5+ minutes to code their project and 1-on-1 facilitating
Leave your code on the screen and give coders time to add the code to their project. Encourage peer-to-peer assistance and facilitate 1-on-1 as needed.
Standards reinforced:
- 1B-AP-10 Create programs that include sequences, events, loops, and conditionals
Practices reinforced:
- Testing and refining computational artifacts
- Creating computational artifacts
Concepts reinforced:
- Algorithms
- Control
Video: Detect the walls (2:36)
Quick reference guide: Click here
Note: If you leave your code on the screen for copying, point out their touching color block will be the color of their walls, not your walls. I know it seems obvious, but this will likely come up with younger coders.
Potential unplugged lesson: You could engage in a discussion or lesson on conditionals (if statements) by working through one of the unplugged lessons on conditionals; for example, Conditionals with Cards.
8. Create a goooooaaaaalllllllll (10+ minutes)
5 discussion and demonstration
Give a minute or two to see if coders can figure out how to use the wall code for our goal.
Explain we want to be able to check to see if our sprite touches our goal so we can switch to the next level. If the sprite touches our goal, it will restart to the starting position and switch to the next backdrop. Demonstrate how to do this and point out the two switch backdrop blocks we need to add (one for switching to the next backdrop when we reach our goal and one for setting our starting backdrop).
5+ minutes to code their project and 1-on-1 facilitating
Leave your code on the screen and give coders time to add the code to their project. Encourage peer-to-peer assistance and facilitate 1-on-1 as needed.
Standards reinforced:
- 1B-AP-10 Create programs that include sequences, events, loops, and conditionals
Practices reinforced:
- Communicating about computing
- Testing and refining computational artifacts
- Creating computational artifacts
Concepts reinforced:
- Algorithms
- Control
Video: Create a goooooaaaaalllllllll (2:03)
Quick reference guide: Click here
Note: If you leave your code on the screen for copying, point out their touching color block will be the color of their goal, not your goal. I know it seems obvious, but this will likely come up with younger coders.

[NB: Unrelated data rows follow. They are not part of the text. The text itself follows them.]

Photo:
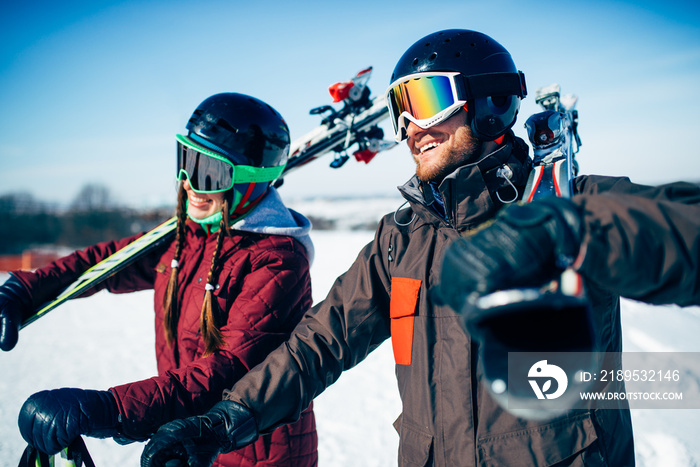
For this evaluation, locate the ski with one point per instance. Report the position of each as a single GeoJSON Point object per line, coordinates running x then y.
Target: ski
{"type": "Point", "coordinates": [555, 141]}
{"type": "Point", "coordinates": [109, 266]}
{"type": "Point", "coordinates": [356, 123]}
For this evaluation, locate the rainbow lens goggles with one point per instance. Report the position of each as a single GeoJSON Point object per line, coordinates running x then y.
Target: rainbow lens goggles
{"type": "Point", "coordinates": [209, 172]}
{"type": "Point", "coordinates": [428, 99]}
{"type": "Point", "coordinates": [425, 99]}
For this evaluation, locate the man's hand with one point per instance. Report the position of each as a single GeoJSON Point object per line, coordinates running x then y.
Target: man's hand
{"type": "Point", "coordinates": [14, 302]}
{"type": "Point", "coordinates": [197, 441]}
{"type": "Point", "coordinates": [526, 246]}
{"type": "Point", "coordinates": [51, 420]}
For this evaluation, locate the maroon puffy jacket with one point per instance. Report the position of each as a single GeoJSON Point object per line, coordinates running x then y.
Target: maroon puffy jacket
{"type": "Point", "coordinates": [263, 289]}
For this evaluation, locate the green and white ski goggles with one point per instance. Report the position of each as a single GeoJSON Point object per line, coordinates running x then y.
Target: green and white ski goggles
{"type": "Point", "coordinates": [209, 172]}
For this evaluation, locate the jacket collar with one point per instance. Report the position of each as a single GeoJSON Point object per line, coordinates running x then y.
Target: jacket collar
{"type": "Point", "coordinates": [471, 193]}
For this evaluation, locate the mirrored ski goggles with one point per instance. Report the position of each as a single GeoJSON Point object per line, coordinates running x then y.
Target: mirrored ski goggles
{"type": "Point", "coordinates": [424, 99]}
{"type": "Point", "coordinates": [208, 172]}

Potential unplugged lesson: You could engage in a discussion or lesson on conditionals (if statements) by working through one of the unplugged lessons on conditionals; for example, Conditionals with Cards.
Advanced Note: We can stack multiple if/else blocks inside the “else” portion of the block to check several possible conditions (each “if” block) and execute one default (the final “else” block). Click here for an example where the text changes depending on how close you are to the goal, and click here to see the code in context.
9. Play test (20+ minutes, or an entire class)
5+ minute play testing
Either in pairs or in small groups, give coders a few minutes to take turns trying out each other’s maze games and discussing how they used code and the image editor tools to create their mazes.
5+ minutes to revise their project and 1-on-1 facilitating
Give coders five or so minutes to revise their projects based on feedback and ideas they gathered from their peers. Encourage peer-to-peer assistance and facilitate 1-on-1 as needed.
I recommend repeating this process several more times to encourage sharing ideas and getting peer feedback
Standards reinforced:
- 1B-AP-10 Create programs that include sequences, events, loops, and conditionals
- 1B-AP-13 Use an iterative process to plan the development of a program by including others' perspectives and considering user preferences
- 1B-AP-16 Take on varying roles, with teacher guidance, when collaborating with peers during the design, implementation, and review stages of program development
Practices reinforced:
- Collaborating around computing
- Communicating about computing
- Testing and refining computational artifacts
- Creating computational artifacts
Concepts reinforced:
- Algorithms
- Control
Facilitation tip: It may help to model the kind of feedback one might give to a game like this. To practice this, display the maze I created for this lesson or one of the mazes I previously created in this studio. Ask coders what’s something they like about the project, what they might be curious about, and what suggestions they might have for improving the project(s).
Note: When testing out specific levels, a quick way to get to the desired level is to use code to switch to the specific backdrop when the green flag is clicked.
10. Add in comments (the amount of time depends on typing speed and amount of code):
1 minute demonstration
When the project is nearing completion, bring up some code for the project and ask coders to explain to a neighbor how the code is going to work. Review how we can use comments in our program to add in explanations for code, so others can understand how our programs work.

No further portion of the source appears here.